Nick Stamon (1923 – 2011) was born in San Diego, CA, of Greek immigrant parents. After graduating from high school in 1941, Nick enlisted in the U.S. Army and was trained for missions inside occupied Greece. After World War II, Nick attended UC-Berkeley and completed his undergraduate education at San Diego State University.

Nick joined his violin teacher to become proprietors of a downtown San Diego store, “Fiddle & Bow,” where Nick taught violin and viola. He played in musical shows and with festival and local orchestras, including the Sherwood Hall Orchestra in La Jolla. He often gave scholarships and discounts for lessons to students with limited funds. He formed the Nick Stamon Press to publish and sell his arrangements. For several years, he served as San Diego Magazine’s music critic.

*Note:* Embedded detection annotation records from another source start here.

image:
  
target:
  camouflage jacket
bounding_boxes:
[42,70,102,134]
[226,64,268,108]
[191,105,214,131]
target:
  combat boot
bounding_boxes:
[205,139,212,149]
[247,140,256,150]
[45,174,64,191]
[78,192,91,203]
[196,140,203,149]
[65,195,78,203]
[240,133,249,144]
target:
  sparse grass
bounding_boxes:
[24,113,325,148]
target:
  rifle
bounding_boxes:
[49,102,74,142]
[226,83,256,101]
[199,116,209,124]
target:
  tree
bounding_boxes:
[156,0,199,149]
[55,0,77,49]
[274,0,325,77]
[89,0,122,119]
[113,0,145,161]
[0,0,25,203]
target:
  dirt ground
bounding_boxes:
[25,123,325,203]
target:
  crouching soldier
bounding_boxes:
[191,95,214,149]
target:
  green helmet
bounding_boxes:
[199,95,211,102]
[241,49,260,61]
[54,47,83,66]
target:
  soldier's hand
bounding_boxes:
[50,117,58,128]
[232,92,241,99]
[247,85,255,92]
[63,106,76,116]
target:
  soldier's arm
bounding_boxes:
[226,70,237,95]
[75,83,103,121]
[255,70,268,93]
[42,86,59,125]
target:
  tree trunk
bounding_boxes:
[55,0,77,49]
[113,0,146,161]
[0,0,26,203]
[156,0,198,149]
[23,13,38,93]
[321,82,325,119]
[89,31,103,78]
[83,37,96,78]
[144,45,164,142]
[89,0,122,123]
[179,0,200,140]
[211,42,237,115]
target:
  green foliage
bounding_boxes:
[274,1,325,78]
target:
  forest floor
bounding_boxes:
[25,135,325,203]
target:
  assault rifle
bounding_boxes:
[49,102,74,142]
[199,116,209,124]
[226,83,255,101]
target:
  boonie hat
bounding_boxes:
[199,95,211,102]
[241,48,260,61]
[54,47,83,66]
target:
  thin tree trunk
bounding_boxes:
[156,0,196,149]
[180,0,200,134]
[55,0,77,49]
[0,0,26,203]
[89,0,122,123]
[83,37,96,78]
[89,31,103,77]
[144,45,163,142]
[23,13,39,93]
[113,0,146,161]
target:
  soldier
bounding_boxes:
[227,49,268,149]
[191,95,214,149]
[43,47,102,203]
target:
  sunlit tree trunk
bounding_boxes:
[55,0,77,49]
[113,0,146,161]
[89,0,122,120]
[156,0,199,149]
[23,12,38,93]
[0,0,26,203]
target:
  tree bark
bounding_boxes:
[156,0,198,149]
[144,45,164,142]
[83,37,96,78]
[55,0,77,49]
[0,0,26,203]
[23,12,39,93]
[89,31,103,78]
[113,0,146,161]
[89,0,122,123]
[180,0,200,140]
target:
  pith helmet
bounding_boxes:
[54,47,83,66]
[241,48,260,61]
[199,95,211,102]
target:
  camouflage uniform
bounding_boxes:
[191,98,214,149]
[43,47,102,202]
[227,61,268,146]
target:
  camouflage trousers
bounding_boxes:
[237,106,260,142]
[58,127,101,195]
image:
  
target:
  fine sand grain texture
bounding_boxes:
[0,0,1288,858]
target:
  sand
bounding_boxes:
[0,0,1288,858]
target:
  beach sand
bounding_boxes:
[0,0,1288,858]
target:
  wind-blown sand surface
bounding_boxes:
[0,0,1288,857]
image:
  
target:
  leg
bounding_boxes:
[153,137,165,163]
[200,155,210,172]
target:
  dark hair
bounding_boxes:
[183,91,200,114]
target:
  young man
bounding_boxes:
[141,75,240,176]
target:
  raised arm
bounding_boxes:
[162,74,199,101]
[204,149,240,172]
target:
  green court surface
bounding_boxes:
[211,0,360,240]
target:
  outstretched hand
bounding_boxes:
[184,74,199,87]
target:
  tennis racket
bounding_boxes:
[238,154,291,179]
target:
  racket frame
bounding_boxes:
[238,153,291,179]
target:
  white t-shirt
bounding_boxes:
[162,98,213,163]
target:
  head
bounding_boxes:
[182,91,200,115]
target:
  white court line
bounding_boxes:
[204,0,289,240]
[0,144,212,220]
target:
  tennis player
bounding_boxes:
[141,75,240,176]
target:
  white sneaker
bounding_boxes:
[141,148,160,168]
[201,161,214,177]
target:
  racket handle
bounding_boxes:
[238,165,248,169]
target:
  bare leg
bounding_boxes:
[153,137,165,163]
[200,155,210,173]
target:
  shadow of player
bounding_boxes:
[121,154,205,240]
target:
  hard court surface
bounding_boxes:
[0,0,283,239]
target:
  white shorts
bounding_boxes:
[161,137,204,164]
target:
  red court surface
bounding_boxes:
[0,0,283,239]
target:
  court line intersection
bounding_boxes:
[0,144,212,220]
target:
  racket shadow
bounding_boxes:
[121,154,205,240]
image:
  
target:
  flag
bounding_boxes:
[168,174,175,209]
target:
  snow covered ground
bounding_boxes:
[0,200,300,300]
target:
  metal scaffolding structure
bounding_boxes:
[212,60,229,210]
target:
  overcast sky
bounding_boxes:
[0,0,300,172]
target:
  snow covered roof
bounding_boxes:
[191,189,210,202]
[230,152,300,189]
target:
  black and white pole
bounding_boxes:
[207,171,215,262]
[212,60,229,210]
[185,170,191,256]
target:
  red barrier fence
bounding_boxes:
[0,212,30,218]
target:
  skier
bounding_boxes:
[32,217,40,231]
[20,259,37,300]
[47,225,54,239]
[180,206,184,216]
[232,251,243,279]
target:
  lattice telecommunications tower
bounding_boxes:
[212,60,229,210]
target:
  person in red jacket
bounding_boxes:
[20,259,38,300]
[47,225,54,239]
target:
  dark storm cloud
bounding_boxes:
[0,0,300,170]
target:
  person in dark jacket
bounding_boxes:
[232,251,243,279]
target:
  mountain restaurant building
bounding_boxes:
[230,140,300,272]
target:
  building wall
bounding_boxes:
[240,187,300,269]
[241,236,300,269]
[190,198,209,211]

After discovering that the London-based human rights organization, Amnesty International, had chapters in the United States, Nick founded the first San Diego chapter of AI in 1969; he served as Regional Coordinator. At the Western Regional Conference in 2011, Nick posthumously received AI’s Legacy Award. On the 50th anniversary (1998) of the Universal Declaration of Human Rights, Nick was honored by the United Nations Association of San Diego with its Eleanor Roosevelt Human Rights Award. Nick was Mr. Human Rights!

Dating back to the late 1990s, Nick had begun to think about the need for another human rights organization in San Diego, one that could be small enough to plan and act quickly and could co-operate with other like-minded groups. He established, with a group of dedicated friends, the International Museum of Human Rights at San Diego or iMoHR. Nick liked the British phrase, “without the walls” (outside the walls), and joked that his museum would be truly “without the walls,” no walls at all.

Nick married the former Peggy Moore Burckhardt in 1968; they adopted two daughters and have four grandchildren. She continues to run the Nick Stamon Press.